I would like to take my two dogs with me. I have read that quarantine for dogs is one week, some people say it is a month. Additionally I would need a dog permit and that I need the approval from all my neighbours, that it is ok for them to have dogs in their neighbourhood. True???
What do I have to do to get get a permit? Is it right, that it depends on the district?
Are dogs usually allowed in rented houses? Can I arrange all this from Germany?

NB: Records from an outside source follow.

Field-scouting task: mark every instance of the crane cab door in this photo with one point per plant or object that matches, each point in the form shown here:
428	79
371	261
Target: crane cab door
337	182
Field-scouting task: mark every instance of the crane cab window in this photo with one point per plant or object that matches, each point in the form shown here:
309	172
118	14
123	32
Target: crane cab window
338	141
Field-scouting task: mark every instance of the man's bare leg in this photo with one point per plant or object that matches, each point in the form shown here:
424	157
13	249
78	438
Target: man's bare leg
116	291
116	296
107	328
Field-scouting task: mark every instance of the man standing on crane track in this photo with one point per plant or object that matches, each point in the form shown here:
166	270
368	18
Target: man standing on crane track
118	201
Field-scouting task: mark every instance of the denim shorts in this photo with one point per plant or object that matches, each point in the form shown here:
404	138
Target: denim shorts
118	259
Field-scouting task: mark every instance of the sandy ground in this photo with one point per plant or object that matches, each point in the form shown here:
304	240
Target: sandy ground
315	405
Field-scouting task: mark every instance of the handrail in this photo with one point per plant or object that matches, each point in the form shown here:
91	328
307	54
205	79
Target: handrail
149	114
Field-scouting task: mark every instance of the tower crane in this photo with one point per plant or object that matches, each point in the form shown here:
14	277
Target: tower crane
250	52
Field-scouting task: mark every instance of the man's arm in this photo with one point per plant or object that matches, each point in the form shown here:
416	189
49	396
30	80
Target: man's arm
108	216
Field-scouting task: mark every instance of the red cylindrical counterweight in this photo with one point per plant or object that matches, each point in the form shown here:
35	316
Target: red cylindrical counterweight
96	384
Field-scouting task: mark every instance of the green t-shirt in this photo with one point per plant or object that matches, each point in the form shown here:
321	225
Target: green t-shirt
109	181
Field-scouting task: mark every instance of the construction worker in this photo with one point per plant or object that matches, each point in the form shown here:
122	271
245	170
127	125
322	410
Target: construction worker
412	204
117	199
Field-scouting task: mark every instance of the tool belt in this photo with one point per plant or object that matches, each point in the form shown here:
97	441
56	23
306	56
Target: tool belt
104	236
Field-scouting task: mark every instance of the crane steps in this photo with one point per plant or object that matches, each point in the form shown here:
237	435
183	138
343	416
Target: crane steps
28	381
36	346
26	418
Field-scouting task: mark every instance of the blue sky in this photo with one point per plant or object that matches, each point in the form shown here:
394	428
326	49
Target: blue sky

Thank you very much for your help!


----------



## lorgnette (Dec 19, 2010)

dogsandhorses said:


> Hello,
> 
> we will be moving from Germany to Kuala Lumpur next year and I have a lot of questions
> Go ahead and ask, we are a friendly group willing to help
> ...


----------



## MicheleWoods (Nov 8, 2012)

Hi, we moved from UK to Singapore last year with our dog and recently to moved to KL. We would suggest you use a professional pet movers as it will be well worth the cost, our dog Millie arrived as arrange a bit spaced out at first but has adapted really well. It was a bit difficult finding somewhere to live in KL but the 3rd property agent we used was amazing and she checked with each landlord that they would accept a dog before we viewed the properties (the first two said they had checked but everyone we wanted to go for they said the landlord had now changed their minds). The condo we live in doesn't officially allow dogs to live here but with our dog there are now two, if someone has a genuine complaint about our dog they could ask have to have her removed but we are respectful to our neighbors and the people we meet outside on our walks and so far so good. If you would like the contact details of the agent we used I am happy to pass on her details.


----------